Audio and broadcast students deserve studios that actually work
For a university that prides itself on real-world education, it's odd that students in the school of communications have so few outlets for their class work. There's the regular publication of The Ampersand and The Journal, but after that things start to go virtual.
The campus-run television station, GTV, is down so often students never know if work they produce will see the light of day. KGLX has shrunk from having a broadcast radio station to an internet station to a constant malfunction. Broadcast and audio students continue to produce work for the on-again, off-again stations, but part of the fun of delving into such majors is actually seeing your own work broadcast. Not to mention that publication of work can provide entirely new insight on a project.
Professors and students emerged in the broadcast fields will provide some of the most relevant feedback students will get on their projects. But in a field where the final project is supposed to have a wide audience, students should have the opportunity to get their work out there and see how the public responds.
If Webster wants to attract students in media fields it can't keep fooling themselves into thinking virtual publication is the same as real publication.

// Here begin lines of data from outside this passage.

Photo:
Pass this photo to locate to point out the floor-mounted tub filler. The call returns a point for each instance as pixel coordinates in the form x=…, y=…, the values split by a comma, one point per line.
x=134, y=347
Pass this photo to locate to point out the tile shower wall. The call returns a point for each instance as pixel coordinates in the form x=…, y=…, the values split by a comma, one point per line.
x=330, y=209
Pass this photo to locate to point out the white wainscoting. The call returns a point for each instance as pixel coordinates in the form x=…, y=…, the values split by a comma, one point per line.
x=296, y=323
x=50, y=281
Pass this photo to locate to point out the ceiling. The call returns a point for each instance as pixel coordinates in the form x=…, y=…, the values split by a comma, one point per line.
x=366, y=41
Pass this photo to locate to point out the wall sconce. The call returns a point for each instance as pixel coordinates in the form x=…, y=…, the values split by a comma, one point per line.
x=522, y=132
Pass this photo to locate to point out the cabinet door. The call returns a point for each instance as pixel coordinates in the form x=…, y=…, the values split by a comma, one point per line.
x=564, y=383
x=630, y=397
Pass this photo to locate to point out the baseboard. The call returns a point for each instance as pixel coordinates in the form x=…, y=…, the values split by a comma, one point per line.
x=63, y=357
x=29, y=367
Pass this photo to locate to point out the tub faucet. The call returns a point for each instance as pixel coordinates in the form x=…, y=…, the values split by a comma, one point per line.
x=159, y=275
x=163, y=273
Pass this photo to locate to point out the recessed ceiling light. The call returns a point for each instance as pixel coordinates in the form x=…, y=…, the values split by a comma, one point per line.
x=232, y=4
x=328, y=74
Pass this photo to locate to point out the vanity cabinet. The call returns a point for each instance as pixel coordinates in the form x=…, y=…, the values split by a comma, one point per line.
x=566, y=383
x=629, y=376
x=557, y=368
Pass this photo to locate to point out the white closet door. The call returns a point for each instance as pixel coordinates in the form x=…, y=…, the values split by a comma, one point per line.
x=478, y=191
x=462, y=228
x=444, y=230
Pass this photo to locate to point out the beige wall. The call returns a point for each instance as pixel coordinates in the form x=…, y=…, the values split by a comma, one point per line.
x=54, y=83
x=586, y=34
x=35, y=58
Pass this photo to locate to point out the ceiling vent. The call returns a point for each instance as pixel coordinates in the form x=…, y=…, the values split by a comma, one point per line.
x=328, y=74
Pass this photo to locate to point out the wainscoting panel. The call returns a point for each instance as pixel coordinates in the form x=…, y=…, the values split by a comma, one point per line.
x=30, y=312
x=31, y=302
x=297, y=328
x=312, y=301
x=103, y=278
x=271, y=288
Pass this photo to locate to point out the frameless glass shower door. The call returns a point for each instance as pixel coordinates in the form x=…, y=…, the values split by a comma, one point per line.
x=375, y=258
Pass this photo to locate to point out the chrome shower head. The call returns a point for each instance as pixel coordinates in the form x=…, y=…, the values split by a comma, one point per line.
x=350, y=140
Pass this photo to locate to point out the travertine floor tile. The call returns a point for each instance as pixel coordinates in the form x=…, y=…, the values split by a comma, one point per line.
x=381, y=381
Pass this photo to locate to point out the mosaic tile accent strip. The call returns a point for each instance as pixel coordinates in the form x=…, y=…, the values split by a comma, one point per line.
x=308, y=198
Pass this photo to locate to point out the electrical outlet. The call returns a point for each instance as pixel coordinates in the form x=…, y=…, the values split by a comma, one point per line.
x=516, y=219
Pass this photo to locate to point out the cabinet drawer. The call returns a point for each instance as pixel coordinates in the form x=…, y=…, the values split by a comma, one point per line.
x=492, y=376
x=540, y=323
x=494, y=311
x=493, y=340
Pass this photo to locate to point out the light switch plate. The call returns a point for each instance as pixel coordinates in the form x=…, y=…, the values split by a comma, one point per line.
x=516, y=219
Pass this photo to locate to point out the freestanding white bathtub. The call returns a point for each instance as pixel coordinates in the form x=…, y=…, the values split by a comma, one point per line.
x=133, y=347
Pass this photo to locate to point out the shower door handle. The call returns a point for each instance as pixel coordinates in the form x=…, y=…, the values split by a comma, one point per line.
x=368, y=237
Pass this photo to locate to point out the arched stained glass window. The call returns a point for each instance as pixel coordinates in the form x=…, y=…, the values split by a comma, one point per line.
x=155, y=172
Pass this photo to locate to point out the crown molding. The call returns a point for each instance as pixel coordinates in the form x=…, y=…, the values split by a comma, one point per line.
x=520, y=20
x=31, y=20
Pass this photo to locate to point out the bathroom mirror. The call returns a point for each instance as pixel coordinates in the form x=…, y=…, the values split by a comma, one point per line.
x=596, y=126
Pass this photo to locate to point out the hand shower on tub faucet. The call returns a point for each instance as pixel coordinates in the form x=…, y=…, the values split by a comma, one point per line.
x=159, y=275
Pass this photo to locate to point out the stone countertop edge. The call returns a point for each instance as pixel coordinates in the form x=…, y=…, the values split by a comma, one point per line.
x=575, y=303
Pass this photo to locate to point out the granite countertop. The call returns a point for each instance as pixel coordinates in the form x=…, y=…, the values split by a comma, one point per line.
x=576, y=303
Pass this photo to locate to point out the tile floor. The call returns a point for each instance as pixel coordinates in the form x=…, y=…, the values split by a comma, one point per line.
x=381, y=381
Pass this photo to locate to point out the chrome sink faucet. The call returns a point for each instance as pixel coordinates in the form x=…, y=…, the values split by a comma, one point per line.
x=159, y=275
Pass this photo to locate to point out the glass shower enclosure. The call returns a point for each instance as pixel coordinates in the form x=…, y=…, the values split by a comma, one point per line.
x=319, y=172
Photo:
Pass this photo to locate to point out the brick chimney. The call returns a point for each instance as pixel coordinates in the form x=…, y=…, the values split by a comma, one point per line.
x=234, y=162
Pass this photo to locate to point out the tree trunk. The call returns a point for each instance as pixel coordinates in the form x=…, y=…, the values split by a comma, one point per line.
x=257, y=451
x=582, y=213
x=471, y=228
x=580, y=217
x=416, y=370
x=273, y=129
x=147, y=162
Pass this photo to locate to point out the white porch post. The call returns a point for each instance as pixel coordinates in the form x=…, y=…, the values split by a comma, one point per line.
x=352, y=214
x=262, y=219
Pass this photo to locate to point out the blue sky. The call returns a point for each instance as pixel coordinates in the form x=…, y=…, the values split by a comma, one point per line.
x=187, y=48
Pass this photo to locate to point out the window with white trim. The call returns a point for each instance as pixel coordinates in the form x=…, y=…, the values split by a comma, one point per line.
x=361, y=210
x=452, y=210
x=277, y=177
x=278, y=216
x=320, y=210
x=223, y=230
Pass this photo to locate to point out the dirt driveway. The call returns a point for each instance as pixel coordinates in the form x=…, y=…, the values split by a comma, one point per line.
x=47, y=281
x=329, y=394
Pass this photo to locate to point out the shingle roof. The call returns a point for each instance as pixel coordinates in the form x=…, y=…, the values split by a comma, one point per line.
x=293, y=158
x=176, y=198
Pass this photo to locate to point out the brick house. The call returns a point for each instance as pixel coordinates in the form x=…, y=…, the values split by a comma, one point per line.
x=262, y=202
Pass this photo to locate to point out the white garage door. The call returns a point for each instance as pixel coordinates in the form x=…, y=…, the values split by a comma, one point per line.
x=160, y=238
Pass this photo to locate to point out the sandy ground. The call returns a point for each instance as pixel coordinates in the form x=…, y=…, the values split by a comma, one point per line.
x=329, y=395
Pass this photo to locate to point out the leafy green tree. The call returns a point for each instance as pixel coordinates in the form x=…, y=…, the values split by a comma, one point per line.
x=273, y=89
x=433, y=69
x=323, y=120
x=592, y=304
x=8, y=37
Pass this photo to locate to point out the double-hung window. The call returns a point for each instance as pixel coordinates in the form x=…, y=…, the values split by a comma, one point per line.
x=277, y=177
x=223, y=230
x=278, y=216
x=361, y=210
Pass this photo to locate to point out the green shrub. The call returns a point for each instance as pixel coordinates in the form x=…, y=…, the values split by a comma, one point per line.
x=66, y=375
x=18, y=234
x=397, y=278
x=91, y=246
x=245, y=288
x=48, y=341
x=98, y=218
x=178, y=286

Applicants, current students and employers all know the difference. To ensure an education based in reality, Webster should make it a priority to get the School of Communications' broadcasting stations up and running. Not doing so is a disservice to the school and the students.
We at The Journal are certainly grateful for our spacious offices and new computer equipment. The tools we have allow us to produce a professional publication admired by employers in the newspaper industry. But television and radio broadcast students deserve the same level of professionalism in their schooling and equipment. Without a working TV or radio station, students won't get the exposure they need for real-world jobs.